Khan doubted that and said so. “You took this job, as did she, knowing this might happen. You yourself said that it was best for her not to be put in a kitchen where there were sharp items if you even suggested that she be a nice little housewife.”

Walker growled and Khan laughed. The two of them ran for another twenty minutes before they came to a lake. As they leaned into the water and began lapping at the coolness of it, Walker spoke again.

“She is having a great pregnancy and hasn’t really needed anything from me at all.”

Khan didn’t comment, knowing just how his brother felt about not really being needed.

“She said that she thinks it’s a boy. Mom said that there hasn’t been a girl born in this family in nearly eight generations. That’s a lot of boys.”

Khan thought it was longer, but knew that a little girl would probably be very welcome in this family. Overprotected, yes, but well loved. As any child would be.

“This morning when I got up, I was going to make breakfast for Monica and myself and bring it up to the bedroom. But when I rolled out of bed as quietly as I could, she was gone. She’d already gotten up and shooed the cook out of the kitchen so she could make it for me. She’s getting much better at cooking. I was really disappointed, myself, in her not needing me.” He glanced at his brother as he continued. “But, her being gone for a month without me? I’m not sure I’d be in any better mood than you. Of course, you do have your own plane. No reason you can’t fly out there for a day, then come back.”

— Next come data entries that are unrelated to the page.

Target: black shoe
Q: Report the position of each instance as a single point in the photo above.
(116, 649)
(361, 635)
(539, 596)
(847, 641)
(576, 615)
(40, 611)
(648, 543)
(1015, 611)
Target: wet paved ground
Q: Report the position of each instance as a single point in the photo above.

Walker’s head shot up so quickly that Khan felt his heart leap in his chest. He looked around the area, sure there was a threat. And when his brother attacked him, Khan knew that they both were dead. But Walker only stood over him with his huge f*cking paws planted on his chest, then leaned down and licked his face.

“Get off me, you overgrown idiot. What the f*ck it wrong with you? I thought we were both dead cats.” Walker rolled off him and sat down. “You want to explain what the f*ck that was all about?”

“You’re right.”

Khan told him he was always right, but what this time?

“You’re right. I can go and visit her anytime I want. She may not be able to get away as much as I’d like to see her, but I can go and be with her when I need to be. So, thank you.”

Khan stood up and growled low at his brother. “Next time, a simple handshake will do. You lick me like that again and I’ll break your jaw. And you’re welcome.”

This time, when they moved through the forest, it was much more relaxed. They spoke about all kinds of things, mostly their mates and how glad they were that they put up with them. Then they talked about Barr and what his next move might be.

“Caitlynne said it’s hard to tell with a man like him. She told me that he’s been in and out of institutions for nearly all his life. He was first put in a home when he was five when his sister had been found dead in her crib.”

Khan stumbled and stopped moving. “Did he kill her? Crib implies that she was tiny, less than a year old.”

“She was four months old. The report that Caitlynne was able to find said that he was in a catatonic state when his parents came in the nursery to check on her. Apparently, they were concerned that she’d not cried at all through the night, but had whimpered once. When they entered the room, I guess it was carnage. Someone, they said, had broken into the house and had murdered the baby, and little Tony had witnessed it.”

Khan heard his brother’s words, but he also heard more. “But she doesn’t believe it. And neither do you.”

Walker shook his head. “The autopsy report said her head was crushed, and the bruising around her throat and on her chest was consistent with small hands. When she asked me to look at the report and pictures, even I could see that the hands were tiny, about the size of a five-year-old. He had…Christ, Khan, he’d beaten her with a plastic bat that was found later and then had stood on her little chest at some point. Her death was ruled strangulation.”